One of the questions, which I get asked often, is whether you have to be a day trader to trade warrants. The answer is absolutely not.

I’ve written about this type of trade often, but in long, detailed, put you to sleep posts. So, what I want to do here is give you a short, to the point, post that will help you set-up a warrant trading system.

Of course, I’m talking about trading a warrant or rights expiration. This post is especially for those of you who don’t like to sit in front of a blinking screen all day with a blood pressure monitor hooked to your arm.

Let’s get right to it.

First, get your warrant list together. You’ll be using this to track expiring warrants, or to find rights offerings. I show you how here and you can get a jump start here if you want.

Second, once you have your list look up the expiration dates for the warrants. They can all be found in the SEC filings. Step one and two will take a little time, but nothing you can’t handle over a cocktail or two in a few evenings.

Three, monitor your list and as an expiration approaches run through this checklist.
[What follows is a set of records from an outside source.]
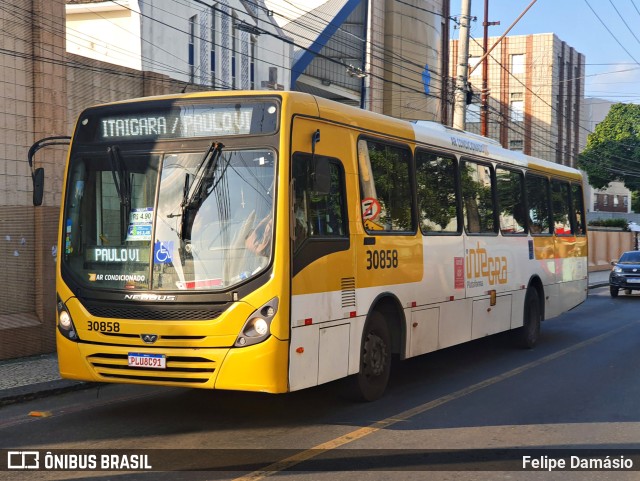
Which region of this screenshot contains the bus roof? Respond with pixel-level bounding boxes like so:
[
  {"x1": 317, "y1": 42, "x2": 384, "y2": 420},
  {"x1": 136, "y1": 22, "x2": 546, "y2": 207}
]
[{"x1": 79, "y1": 90, "x2": 582, "y2": 179}]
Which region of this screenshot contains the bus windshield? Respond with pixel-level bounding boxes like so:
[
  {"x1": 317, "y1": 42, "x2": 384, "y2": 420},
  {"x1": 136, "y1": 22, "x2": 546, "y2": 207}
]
[{"x1": 62, "y1": 143, "x2": 276, "y2": 291}]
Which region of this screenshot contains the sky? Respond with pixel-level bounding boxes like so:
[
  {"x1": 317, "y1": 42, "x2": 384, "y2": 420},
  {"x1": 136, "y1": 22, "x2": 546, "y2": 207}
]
[{"x1": 460, "y1": 0, "x2": 640, "y2": 103}]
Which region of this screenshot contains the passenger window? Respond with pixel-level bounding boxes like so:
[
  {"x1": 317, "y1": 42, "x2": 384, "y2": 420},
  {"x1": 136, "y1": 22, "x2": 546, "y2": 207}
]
[
  {"x1": 416, "y1": 151, "x2": 460, "y2": 234},
  {"x1": 551, "y1": 179, "x2": 572, "y2": 235},
  {"x1": 460, "y1": 161, "x2": 495, "y2": 234},
  {"x1": 293, "y1": 154, "x2": 347, "y2": 248},
  {"x1": 526, "y1": 175, "x2": 551, "y2": 234},
  {"x1": 358, "y1": 140, "x2": 415, "y2": 234},
  {"x1": 571, "y1": 184, "x2": 586, "y2": 235},
  {"x1": 496, "y1": 168, "x2": 527, "y2": 235}
]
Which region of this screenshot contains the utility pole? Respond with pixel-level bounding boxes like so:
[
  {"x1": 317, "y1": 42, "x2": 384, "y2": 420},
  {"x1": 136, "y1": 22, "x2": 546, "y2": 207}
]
[
  {"x1": 453, "y1": 0, "x2": 471, "y2": 130},
  {"x1": 480, "y1": 0, "x2": 500, "y2": 137}
]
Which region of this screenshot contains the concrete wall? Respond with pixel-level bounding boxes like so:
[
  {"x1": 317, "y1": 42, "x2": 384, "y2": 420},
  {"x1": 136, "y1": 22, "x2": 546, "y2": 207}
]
[{"x1": 587, "y1": 229, "x2": 635, "y2": 272}]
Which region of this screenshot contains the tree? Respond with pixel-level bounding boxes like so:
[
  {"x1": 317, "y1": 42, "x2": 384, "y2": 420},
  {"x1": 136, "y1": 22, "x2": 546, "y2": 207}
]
[{"x1": 578, "y1": 104, "x2": 640, "y2": 191}]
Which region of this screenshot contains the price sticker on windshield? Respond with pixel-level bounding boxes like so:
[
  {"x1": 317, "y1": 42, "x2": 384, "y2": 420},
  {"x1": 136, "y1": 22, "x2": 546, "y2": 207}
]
[
  {"x1": 127, "y1": 207, "x2": 153, "y2": 241},
  {"x1": 129, "y1": 207, "x2": 153, "y2": 224}
]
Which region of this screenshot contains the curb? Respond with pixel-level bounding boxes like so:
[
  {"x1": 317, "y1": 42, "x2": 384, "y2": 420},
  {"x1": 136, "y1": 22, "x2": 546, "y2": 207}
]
[{"x1": 0, "y1": 379, "x2": 97, "y2": 407}]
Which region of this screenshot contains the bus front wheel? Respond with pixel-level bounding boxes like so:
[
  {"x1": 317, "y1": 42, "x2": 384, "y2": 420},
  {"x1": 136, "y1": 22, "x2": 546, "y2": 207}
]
[{"x1": 351, "y1": 311, "x2": 391, "y2": 401}]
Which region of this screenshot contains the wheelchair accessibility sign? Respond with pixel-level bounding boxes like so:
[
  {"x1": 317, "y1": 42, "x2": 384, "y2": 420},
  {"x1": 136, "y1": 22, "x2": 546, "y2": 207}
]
[{"x1": 153, "y1": 241, "x2": 173, "y2": 264}]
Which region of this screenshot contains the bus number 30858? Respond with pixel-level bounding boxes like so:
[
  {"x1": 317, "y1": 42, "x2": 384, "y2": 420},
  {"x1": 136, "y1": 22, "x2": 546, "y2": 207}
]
[{"x1": 367, "y1": 249, "x2": 398, "y2": 270}]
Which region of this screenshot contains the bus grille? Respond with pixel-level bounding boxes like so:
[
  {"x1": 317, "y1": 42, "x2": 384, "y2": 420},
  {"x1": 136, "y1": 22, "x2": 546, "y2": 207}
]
[
  {"x1": 82, "y1": 300, "x2": 229, "y2": 321},
  {"x1": 87, "y1": 353, "x2": 216, "y2": 384}
]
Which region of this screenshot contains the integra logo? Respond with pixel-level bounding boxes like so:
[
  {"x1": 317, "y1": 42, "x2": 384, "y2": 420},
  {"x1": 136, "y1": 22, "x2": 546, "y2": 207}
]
[{"x1": 124, "y1": 294, "x2": 178, "y2": 301}]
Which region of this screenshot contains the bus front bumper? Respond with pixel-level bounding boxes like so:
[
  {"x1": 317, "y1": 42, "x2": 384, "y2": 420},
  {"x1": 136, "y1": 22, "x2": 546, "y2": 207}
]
[{"x1": 56, "y1": 332, "x2": 288, "y2": 393}]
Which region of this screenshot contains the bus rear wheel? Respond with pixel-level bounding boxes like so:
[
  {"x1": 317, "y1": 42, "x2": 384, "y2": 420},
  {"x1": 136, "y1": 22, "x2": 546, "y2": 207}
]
[
  {"x1": 515, "y1": 288, "x2": 542, "y2": 349},
  {"x1": 351, "y1": 311, "x2": 391, "y2": 401}
]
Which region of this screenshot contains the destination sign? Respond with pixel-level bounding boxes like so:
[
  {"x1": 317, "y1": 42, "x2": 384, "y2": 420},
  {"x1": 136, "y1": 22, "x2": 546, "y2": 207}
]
[
  {"x1": 78, "y1": 100, "x2": 278, "y2": 142},
  {"x1": 100, "y1": 107, "x2": 253, "y2": 140}
]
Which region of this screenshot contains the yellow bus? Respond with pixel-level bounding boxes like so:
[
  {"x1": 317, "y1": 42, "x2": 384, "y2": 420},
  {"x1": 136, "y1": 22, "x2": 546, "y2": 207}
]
[{"x1": 29, "y1": 91, "x2": 587, "y2": 400}]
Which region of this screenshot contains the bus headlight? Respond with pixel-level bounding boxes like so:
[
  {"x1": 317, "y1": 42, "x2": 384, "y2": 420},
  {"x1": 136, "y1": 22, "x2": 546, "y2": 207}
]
[
  {"x1": 56, "y1": 298, "x2": 80, "y2": 342},
  {"x1": 235, "y1": 297, "x2": 278, "y2": 347}
]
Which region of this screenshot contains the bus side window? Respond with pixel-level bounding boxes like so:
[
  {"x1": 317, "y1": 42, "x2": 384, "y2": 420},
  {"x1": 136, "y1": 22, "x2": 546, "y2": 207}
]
[
  {"x1": 551, "y1": 179, "x2": 572, "y2": 235},
  {"x1": 358, "y1": 139, "x2": 415, "y2": 234},
  {"x1": 293, "y1": 154, "x2": 347, "y2": 249},
  {"x1": 571, "y1": 184, "x2": 586, "y2": 235},
  {"x1": 416, "y1": 150, "x2": 460, "y2": 234},
  {"x1": 496, "y1": 167, "x2": 527, "y2": 235},
  {"x1": 460, "y1": 161, "x2": 495, "y2": 234},
  {"x1": 525, "y1": 174, "x2": 551, "y2": 234}
]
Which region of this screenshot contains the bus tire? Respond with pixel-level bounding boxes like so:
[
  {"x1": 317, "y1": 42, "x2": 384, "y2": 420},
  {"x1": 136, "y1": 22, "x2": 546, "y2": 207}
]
[
  {"x1": 515, "y1": 287, "x2": 542, "y2": 349},
  {"x1": 350, "y1": 311, "x2": 391, "y2": 401}
]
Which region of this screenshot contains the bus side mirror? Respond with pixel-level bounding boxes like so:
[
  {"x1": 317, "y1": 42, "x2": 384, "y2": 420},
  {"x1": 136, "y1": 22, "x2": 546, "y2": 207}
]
[{"x1": 32, "y1": 167, "x2": 44, "y2": 206}]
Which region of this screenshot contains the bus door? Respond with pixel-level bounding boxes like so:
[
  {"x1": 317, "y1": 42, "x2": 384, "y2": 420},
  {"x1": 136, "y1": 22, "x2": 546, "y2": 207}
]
[
  {"x1": 289, "y1": 118, "x2": 357, "y2": 390},
  {"x1": 356, "y1": 136, "x2": 428, "y2": 357}
]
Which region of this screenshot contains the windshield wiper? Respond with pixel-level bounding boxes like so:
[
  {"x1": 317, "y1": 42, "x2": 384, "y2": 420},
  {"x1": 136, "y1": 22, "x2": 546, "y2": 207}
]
[
  {"x1": 180, "y1": 142, "x2": 224, "y2": 241},
  {"x1": 107, "y1": 145, "x2": 131, "y2": 240}
]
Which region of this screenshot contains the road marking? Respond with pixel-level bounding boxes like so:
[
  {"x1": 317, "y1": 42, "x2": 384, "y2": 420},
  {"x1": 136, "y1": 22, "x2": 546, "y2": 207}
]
[{"x1": 234, "y1": 322, "x2": 637, "y2": 481}]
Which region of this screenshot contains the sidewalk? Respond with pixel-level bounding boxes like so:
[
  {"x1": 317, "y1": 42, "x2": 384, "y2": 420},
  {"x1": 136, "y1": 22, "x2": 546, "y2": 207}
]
[{"x1": 0, "y1": 270, "x2": 609, "y2": 406}]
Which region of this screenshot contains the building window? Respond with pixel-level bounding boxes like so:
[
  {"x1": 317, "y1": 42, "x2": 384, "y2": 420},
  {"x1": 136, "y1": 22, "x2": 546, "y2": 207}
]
[
  {"x1": 511, "y1": 100, "x2": 524, "y2": 122},
  {"x1": 189, "y1": 15, "x2": 198, "y2": 82},
  {"x1": 469, "y1": 57, "x2": 482, "y2": 77},
  {"x1": 511, "y1": 53, "x2": 525, "y2": 75},
  {"x1": 231, "y1": 17, "x2": 239, "y2": 90},
  {"x1": 211, "y1": 7, "x2": 218, "y2": 89},
  {"x1": 249, "y1": 36, "x2": 258, "y2": 90},
  {"x1": 509, "y1": 140, "x2": 522, "y2": 152}
]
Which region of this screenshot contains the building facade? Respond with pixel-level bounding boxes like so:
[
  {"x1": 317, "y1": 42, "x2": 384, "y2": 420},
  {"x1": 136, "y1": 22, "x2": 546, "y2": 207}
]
[
  {"x1": 582, "y1": 98, "x2": 631, "y2": 217},
  {"x1": 450, "y1": 33, "x2": 587, "y2": 167},
  {"x1": 0, "y1": 0, "x2": 208, "y2": 359},
  {"x1": 266, "y1": 0, "x2": 450, "y2": 123},
  {"x1": 66, "y1": 0, "x2": 292, "y2": 90}
]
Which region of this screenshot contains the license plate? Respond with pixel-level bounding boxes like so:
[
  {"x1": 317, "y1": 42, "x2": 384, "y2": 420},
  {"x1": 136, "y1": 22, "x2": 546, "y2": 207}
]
[{"x1": 128, "y1": 352, "x2": 167, "y2": 369}]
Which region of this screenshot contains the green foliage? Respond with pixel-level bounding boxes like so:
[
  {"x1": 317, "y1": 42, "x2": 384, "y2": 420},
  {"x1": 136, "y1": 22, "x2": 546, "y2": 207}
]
[
  {"x1": 578, "y1": 104, "x2": 640, "y2": 190},
  {"x1": 589, "y1": 219, "x2": 629, "y2": 230}
]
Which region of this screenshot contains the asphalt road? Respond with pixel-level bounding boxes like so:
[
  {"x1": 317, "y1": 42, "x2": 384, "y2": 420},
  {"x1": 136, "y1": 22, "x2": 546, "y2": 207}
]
[{"x1": 0, "y1": 288, "x2": 640, "y2": 481}]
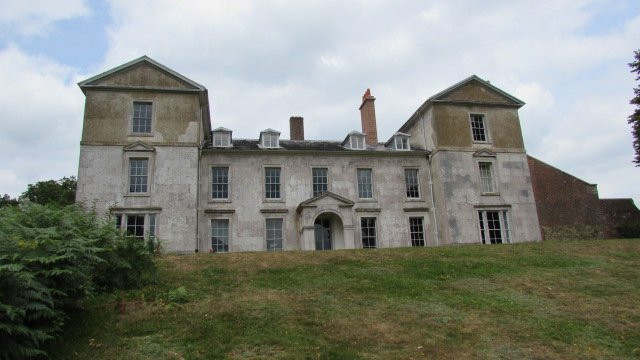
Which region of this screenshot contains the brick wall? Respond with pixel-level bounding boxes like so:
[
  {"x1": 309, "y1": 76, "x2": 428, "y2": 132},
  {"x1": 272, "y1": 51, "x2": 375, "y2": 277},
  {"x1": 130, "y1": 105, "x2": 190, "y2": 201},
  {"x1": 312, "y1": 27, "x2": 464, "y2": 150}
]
[{"x1": 527, "y1": 156, "x2": 605, "y2": 240}]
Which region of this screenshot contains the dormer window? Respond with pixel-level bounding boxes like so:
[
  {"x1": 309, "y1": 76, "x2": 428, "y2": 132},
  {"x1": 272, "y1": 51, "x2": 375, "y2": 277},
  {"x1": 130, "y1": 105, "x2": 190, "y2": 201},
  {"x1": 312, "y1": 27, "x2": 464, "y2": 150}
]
[
  {"x1": 342, "y1": 131, "x2": 365, "y2": 150},
  {"x1": 385, "y1": 132, "x2": 411, "y2": 150},
  {"x1": 260, "y1": 129, "x2": 280, "y2": 148},
  {"x1": 213, "y1": 127, "x2": 231, "y2": 147}
]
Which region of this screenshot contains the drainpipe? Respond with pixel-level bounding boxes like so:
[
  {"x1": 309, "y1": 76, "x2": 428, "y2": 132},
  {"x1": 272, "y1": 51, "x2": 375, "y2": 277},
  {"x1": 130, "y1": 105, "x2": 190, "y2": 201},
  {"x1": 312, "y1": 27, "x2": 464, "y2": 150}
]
[{"x1": 420, "y1": 116, "x2": 440, "y2": 246}]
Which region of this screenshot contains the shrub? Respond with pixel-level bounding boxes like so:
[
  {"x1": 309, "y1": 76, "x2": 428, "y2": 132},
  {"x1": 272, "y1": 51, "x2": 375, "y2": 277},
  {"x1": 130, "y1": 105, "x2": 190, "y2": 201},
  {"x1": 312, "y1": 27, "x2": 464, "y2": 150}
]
[{"x1": 0, "y1": 203, "x2": 155, "y2": 359}]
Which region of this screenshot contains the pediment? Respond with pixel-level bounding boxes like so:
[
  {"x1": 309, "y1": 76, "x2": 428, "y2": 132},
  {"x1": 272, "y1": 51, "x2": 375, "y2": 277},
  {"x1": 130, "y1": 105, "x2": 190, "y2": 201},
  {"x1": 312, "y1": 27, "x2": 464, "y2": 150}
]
[
  {"x1": 431, "y1": 75, "x2": 524, "y2": 107},
  {"x1": 299, "y1": 191, "x2": 355, "y2": 207},
  {"x1": 473, "y1": 149, "x2": 496, "y2": 157},
  {"x1": 123, "y1": 141, "x2": 156, "y2": 152},
  {"x1": 78, "y1": 56, "x2": 204, "y2": 90}
]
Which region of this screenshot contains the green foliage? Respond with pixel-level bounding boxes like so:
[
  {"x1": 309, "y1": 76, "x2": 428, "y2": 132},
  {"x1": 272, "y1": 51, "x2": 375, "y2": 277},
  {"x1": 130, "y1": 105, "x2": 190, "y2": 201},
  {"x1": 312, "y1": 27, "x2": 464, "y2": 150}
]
[
  {"x1": 0, "y1": 194, "x2": 18, "y2": 208},
  {"x1": 0, "y1": 202, "x2": 155, "y2": 359},
  {"x1": 20, "y1": 176, "x2": 77, "y2": 206},
  {"x1": 628, "y1": 50, "x2": 640, "y2": 166}
]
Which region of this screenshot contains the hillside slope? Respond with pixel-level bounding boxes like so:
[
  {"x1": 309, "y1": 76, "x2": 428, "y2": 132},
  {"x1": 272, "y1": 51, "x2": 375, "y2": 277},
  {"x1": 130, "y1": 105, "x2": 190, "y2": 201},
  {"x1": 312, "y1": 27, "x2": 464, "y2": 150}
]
[{"x1": 52, "y1": 240, "x2": 640, "y2": 359}]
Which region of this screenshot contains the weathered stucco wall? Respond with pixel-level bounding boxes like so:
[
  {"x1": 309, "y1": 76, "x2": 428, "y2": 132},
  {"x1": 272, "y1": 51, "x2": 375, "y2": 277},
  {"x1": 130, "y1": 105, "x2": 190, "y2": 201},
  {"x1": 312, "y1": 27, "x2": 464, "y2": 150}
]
[
  {"x1": 199, "y1": 150, "x2": 434, "y2": 251},
  {"x1": 76, "y1": 145, "x2": 198, "y2": 252},
  {"x1": 82, "y1": 90, "x2": 201, "y2": 144},
  {"x1": 433, "y1": 151, "x2": 540, "y2": 244},
  {"x1": 433, "y1": 104, "x2": 524, "y2": 149}
]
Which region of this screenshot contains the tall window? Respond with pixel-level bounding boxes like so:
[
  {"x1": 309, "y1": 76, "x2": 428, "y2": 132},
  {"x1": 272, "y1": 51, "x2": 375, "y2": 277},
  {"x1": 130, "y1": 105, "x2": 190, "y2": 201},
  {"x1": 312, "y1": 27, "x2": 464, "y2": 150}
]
[
  {"x1": 409, "y1": 217, "x2": 424, "y2": 246},
  {"x1": 211, "y1": 219, "x2": 229, "y2": 252},
  {"x1": 127, "y1": 215, "x2": 144, "y2": 239},
  {"x1": 129, "y1": 159, "x2": 149, "y2": 193},
  {"x1": 264, "y1": 168, "x2": 280, "y2": 199},
  {"x1": 213, "y1": 131, "x2": 230, "y2": 147},
  {"x1": 478, "y1": 210, "x2": 511, "y2": 244},
  {"x1": 471, "y1": 114, "x2": 487, "y2": 142},
  {"x1": 311, "y1": 168, "x2": 329, "y2": 196},
  {"x1": 478, "y1": 162, "x2": 495, "y2": 193},
  {"x1": 358, "y1": 169, "x2": 373, "y2": 199},
  {"x1": 267, "y1": 219, "x2": 282, "y2": 251},
  {"x1": 132, "y1": 101, "x2": 152, "y2": 134},
  {"x1": 404, "y1": 169, "x2": 420, "y2": 199},
  {"x1": 211, "y1": 167, "x2": 229, "y2": 199},
  {"x1": 360, "y1": 218, "x2": 377, "y2": 249}
]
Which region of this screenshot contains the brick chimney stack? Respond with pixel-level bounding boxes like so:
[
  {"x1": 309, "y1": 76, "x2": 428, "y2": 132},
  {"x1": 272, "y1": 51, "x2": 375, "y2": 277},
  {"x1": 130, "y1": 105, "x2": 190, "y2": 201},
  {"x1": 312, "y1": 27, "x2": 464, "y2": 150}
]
[
  {"x1": 289, "y1": 116, "x2": 304, "y2": 140},
  {"x1": 360, "y1": 89, "x2": 378, "y2": 145}
]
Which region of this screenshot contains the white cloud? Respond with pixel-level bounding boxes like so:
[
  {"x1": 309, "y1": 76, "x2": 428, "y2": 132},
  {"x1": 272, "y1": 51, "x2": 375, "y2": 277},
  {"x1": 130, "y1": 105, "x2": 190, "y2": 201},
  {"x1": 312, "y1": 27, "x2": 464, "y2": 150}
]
[
  {"x1": 0, "y1": 0, "x2": 90, "y2": 35},
  {"x1": 0, "y1": 45, "x2": 83, "y2": 196}
]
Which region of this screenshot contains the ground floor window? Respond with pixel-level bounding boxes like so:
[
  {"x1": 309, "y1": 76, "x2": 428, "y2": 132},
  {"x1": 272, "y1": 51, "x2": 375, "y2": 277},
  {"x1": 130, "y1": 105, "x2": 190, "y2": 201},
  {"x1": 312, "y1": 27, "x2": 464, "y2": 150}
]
[
  {"x1": 360, "y1": 217, "x2": 377, "y2": 249},
  {"x1": 409, "y1": 217, "x2": 425, "y2": 246},
  {"x1": 266, "y1": 219, "x2": 282, "y2": 251},
  {"x1": 211, "y1": 219, "x2": 229, "y2": 252},
  {"x1": 115, "y1": 214, "x2": 157, "y2": 239},
  {"x1": 478, "y1": 210, "x2": 511, "y2": 244}
]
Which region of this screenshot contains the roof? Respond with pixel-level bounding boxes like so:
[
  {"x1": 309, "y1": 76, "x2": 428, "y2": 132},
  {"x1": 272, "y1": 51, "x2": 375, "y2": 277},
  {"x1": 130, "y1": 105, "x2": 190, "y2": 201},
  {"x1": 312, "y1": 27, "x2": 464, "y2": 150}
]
[
  {"x1": 399, "y1": 75, "x2": 524, "y2": 131},
  {"x1": 205, "y1": 139, "x2": 426, "y2": 154}
]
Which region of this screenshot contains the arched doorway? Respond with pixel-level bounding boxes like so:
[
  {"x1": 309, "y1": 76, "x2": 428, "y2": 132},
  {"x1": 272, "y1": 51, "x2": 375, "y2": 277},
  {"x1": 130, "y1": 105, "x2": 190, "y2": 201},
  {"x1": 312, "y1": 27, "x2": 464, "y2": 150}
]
[{"x1": 313, "y1": 212, "x2": 344, "y2": 250}]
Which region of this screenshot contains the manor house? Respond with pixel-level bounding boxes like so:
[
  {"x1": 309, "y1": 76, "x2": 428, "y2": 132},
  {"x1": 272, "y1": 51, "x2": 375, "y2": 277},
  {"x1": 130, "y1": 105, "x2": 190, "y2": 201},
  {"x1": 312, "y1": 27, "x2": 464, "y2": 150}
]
[{"x1": 77, "y1": 56, "x2": 541, "y2": 252}]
If most of these criteria are met then make the trade I detail below.

Now, for number four. This is your trading system. While I do a little more around this, if I had to sit with someone for two minutes and have them make this trade this is exactly what I would tell them.

  • Buy the common stock on the last day the warrant trades, usually the expiration date, but the company will have put out a press release around the expiration telling you exactly what day this is. You can buy it at any time that day, but ideally an hour before the market closes.
  • Place a limit order to sell the stock 10% above your purchase price and make it a “good-til-cancelled” (GTC) order (meaning the order will stay in your account until you cancel it). Most brokers offer a multi-trade option, or conditional trading. Just ask your broker if you can put in an order like this: “I want to put in a limit order to sell the stock up 10% or down 3%, whichever comes first.” If your broker offers that, then that is exactly what you want to tell them.
  • Look at your account one week later. If you still own the stock, meaning it has not risen 10% or fallen 3%, then cancel your previous order and sell it at whatever price it is currently trading at.

That’s it. Do this as many times a year as you find warrants expiring that meet the criteria in the checklist. You now have an easy, proven, profitable warrant trading system (in just 500 words, lol).